Dans ce numéro - La matière juridique connaît d’importantes évolutions qui affectent la structure du droit à tous ses niveaux, à commencer par le droit constitutionnel. La deuxième présentation s’intéresse ainsi à l’instance juridictionnelle transitoire mise en place en Tunisie pour contrôler la constitutionnalité des projets de loi suite à l’adoption de la nouvelle constitution en 2014. Cette institution singulière, mise en place dans un contexte politique qu’il est à peine besoin de rappeler et dont la fonction est rendue d’autant plus nécessaire que l’institution qu’elle devait suppléer, la Cour constitutionnelle, n’est toujours pas en activité, méritait d’être présentée. Et qui plus à même de le faire qu’un membre de cette institution ! C’est chose faite avec la contribution de la Professeure Chikhaoui-Mahdaoui (Université de Tunis et membre de l’instance provisoire chargée du contrôle de la constitutionnalité des projets de loi). Si l’établissement de cette institution est une marque du renforcement du constitutionnalisme tunisien, c’est à l’inverse à une dérive autoritaire du constitutionnalisme japonais que s’intéresse le Professeur Yamatomo (Université de Keio). Sa contribution dans ce numéro est une traduction en français d’un article initialement publié en anglais, ce qui est aujourd’hui plutôt rare alors que l’anglais est généralement une langue de destination pour les traductions. Cet article mérite donc d’être lu à la fois pour son fond et pour sa forme.
Le droit international occupe également une place importante dans ce numéro et les contributions qui y sont consacrées sont essentiellement placées sous le signe des conflits. Au sens physique du terme, d’abord, Alexis Bouillo (École de droit de la Sorbonne) s’interroge sur le rapport entre le droit et la violence, sujet fondamental au sens propre puisque le rôle pacificateur du droit est admis comme axiome par la plupart des juristes. C’est pourtant bien à une déconstruction de cette « croyance », selon ses propres mots, que l’auteur procède au profit d’une autre analyse du rapport entre les deux notions. Conflit au sens militaire du terme, ensuite, grâce à la contribution de Mutoy Mubyala (UNHCR), qui explore la question du droit de recourir à la force en Afrique. Le prisme régional adopté par l’auteur est particulièrement instructif dans un domaine dont l’étude est souvent envisagée dans sa dimension globale. L’article, issu d’une conférence donnée par son auteur à l’École de droit de la Sorbonne en octobre 2018, analyse le sujet à la fois dans un cadre historique et dans son application pratique.

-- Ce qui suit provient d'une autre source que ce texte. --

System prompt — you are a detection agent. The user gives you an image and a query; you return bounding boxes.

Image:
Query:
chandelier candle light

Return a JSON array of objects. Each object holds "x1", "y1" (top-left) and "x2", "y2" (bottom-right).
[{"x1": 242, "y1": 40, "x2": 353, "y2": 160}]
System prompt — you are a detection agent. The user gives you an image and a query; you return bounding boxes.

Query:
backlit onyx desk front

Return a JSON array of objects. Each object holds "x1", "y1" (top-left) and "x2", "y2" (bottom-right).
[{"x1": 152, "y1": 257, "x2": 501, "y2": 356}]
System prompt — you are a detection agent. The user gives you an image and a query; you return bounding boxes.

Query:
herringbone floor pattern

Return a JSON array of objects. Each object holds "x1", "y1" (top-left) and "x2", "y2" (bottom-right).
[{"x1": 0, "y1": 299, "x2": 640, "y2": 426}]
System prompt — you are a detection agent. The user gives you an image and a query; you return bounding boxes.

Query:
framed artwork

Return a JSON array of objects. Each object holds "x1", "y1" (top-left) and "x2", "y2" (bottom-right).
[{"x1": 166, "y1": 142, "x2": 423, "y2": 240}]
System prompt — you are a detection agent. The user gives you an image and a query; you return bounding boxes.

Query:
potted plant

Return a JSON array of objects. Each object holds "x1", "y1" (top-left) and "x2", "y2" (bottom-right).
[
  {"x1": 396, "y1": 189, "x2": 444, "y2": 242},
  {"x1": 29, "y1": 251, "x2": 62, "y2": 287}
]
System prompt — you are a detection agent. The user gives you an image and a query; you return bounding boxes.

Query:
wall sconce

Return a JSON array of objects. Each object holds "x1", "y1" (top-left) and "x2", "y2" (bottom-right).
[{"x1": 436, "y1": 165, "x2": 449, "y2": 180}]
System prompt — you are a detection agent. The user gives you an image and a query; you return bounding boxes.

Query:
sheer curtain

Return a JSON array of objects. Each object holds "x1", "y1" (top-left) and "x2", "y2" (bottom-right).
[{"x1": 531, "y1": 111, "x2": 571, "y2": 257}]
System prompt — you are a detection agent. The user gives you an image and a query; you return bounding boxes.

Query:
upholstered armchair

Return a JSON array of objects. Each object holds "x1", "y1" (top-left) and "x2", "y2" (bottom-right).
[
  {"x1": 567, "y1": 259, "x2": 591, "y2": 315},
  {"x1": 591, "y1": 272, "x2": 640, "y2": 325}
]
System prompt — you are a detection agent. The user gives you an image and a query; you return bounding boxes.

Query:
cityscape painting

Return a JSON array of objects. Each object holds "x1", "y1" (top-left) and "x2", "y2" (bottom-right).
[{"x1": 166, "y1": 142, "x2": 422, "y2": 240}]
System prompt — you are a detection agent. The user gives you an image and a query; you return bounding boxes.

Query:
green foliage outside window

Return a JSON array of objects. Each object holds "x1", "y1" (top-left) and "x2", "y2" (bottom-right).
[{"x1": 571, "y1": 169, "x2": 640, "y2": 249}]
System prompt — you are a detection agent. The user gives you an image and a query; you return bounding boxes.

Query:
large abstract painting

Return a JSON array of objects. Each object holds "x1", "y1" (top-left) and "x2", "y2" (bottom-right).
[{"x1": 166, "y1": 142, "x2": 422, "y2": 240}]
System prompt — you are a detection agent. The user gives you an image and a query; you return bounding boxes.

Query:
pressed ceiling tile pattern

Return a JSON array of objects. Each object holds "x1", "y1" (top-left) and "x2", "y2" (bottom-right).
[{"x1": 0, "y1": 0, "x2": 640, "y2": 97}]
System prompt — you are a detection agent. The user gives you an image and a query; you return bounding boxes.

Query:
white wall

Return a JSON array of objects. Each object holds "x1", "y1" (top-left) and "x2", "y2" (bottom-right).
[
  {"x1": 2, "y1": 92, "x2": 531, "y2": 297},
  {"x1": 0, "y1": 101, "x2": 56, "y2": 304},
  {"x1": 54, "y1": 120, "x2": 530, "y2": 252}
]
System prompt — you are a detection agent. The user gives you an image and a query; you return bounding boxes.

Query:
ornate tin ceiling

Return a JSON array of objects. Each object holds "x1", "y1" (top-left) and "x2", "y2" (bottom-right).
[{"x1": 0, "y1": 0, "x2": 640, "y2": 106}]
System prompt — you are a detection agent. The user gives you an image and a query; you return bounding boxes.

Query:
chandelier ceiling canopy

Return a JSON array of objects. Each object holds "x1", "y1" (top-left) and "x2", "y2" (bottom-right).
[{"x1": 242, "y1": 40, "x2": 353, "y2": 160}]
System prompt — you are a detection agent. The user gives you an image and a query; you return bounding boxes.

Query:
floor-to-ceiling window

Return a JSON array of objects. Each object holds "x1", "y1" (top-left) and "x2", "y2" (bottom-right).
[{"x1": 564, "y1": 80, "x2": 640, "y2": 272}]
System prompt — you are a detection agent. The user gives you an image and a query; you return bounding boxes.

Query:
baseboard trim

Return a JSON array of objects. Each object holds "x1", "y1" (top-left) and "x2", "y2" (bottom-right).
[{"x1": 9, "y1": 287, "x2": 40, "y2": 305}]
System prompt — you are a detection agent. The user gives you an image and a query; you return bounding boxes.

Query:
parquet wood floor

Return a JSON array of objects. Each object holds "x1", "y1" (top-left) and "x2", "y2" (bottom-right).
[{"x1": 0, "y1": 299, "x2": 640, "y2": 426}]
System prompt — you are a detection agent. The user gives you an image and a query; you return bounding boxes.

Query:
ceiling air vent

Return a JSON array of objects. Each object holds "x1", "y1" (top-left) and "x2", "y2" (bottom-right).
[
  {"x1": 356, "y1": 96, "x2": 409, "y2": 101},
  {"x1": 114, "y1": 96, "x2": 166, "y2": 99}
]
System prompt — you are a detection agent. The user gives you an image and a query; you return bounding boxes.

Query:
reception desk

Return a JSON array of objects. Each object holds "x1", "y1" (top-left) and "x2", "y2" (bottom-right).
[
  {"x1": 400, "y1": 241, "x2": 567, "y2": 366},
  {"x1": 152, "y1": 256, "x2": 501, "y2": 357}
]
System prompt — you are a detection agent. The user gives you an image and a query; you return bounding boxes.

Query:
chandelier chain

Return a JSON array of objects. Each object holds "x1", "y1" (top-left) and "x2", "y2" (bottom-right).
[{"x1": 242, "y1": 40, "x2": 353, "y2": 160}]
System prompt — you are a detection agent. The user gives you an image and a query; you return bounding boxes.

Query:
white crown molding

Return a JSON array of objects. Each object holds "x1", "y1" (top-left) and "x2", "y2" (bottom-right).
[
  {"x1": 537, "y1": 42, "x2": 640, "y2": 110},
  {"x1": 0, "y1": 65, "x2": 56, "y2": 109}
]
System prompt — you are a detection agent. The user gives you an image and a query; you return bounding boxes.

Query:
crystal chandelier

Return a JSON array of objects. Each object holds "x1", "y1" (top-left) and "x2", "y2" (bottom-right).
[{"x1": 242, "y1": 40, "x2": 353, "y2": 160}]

Si ces deux présentations s’intéressent essentiellement aux droits et obligations des sujets classiques du droit international que sont les États et les organisations internationales, le statut des personnes privées dans cet ordre ne doit pas être négligé. Ce numéro aborde le sujet sous l’angle du droit de l’Union européenne. Le professeur Baratta (Université de Macerata) part, dans son article, à la recherche des fondements d’une « communauté de droits et de valeurs » dans le processus d’intégration européenne et s’intéresse aux conséquences de son existence. C’est à ces mêmes conséquences qu’Anna Nowak (Institut universitaire européen) s’intéresse. Prenant en exemple le cas du recours en annulation en matière d’aides d’État, elle explore la question de la protection juridictionnelle effective au sein de l’Union européenne, dans une analyse qui allie la technicité d’un aspect particulier du droit européen de la concurrence à l’analyse plus globale du droit au recours. C’est également au droit de la concurrence que Valentin Depenne (Université de Fordham) consacre sa contribution, la seule de ce numéro qui soit rédigée en anglais. Il y propose une analyse comparative de l’application du droit de la concurrence (antitrust) dans le marché du travail et plus particulièrement aux accords de non-concurrence, en prenant comme sujets de l’étude les États-Unis et l’Union européenne.
Le droit de la concurrence, que ces deux présentations abordent, renvoie invariablement au consommateur, qui est souvent placé dans une situation de déséquilibre vis-à-vis de son cocontractant. Ce problème, qui irrigue à la fois le droit de la concurrence et le droit de la consommation, n’est pas limité au consommateur et vaut également, par exemple, pour l’employé vis-à-vis de son employeur. Ce déséquilibre entre les parties faibles et leurs cocontractants est accentué dans les contrats internationaux de travail et de consommation et c’est notamment dans le but de protéger ces parties faibles que l’autonomie de la volonté en matière de détermination de la loi applicable est généralement écartée dans ce type de contrat. Il n’est cependant pas impossible d’envisager une autonomie de la volonté qui soit protectrice de la partie faible. C’est à cette question de l’autonomie in favoremque Jessica Balmes (École de droit de la Sorbonne) consacre une contribution dont la complexité et l’intérêt méritaient qu’on la laisse, exceptionnellement, dépasser (un peu) la limite de pages autorisée !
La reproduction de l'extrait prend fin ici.